While some folks have gone along with the registration and joined the newly sanctioned force, many members of the movement have refused to comply. They fear, as many Americans do, that registration will lead to confiscation. If they lose their weapons, the cartels will likely return with a vengeance against the unarmed populace. The movement has now rifted between those siding with Doctor Mireles, who wants this armed and decentralized movement to spread across Mexico, and those joining the government’s token police force. Time will tell how all of this will pan out, but it’s a pretty fantastic start for a country with some of the strictest gun laws in the Western hemisphere.

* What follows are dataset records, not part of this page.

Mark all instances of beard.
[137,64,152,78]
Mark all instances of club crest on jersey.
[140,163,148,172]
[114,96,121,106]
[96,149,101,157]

Here we have ordinary people, publicly brandishing weapons that could easily earn them a lengthy prison sentence. By banding together and refusing to comply, the government’s only recourse to avoid embarrassment was to put them on the payroll and beg them to go quietly. I can’t help but notice a correlation with the Cliven Bundy situation on our side of the border. It turns out that when small groups of people arm themselves together, and take a purely self-defensive stance against the government, the authorities are helpless and dumbfounded. They don’t know how to approach the situation without making themselves look like desperate tyrants. The best they can do is retreat from these courageous people or hire them.

What a delightful and precarious situation for the gun grabbers. They thought they could separate us from our natural right to defend ourselves. But when the defenseless reach their breaking point, they can take back their rights against any odds. These people have stood their ground against their incompetent government, and the brutality of the drug cartels. So far they’ve won. Lets hope it continues to play out this way for years to come.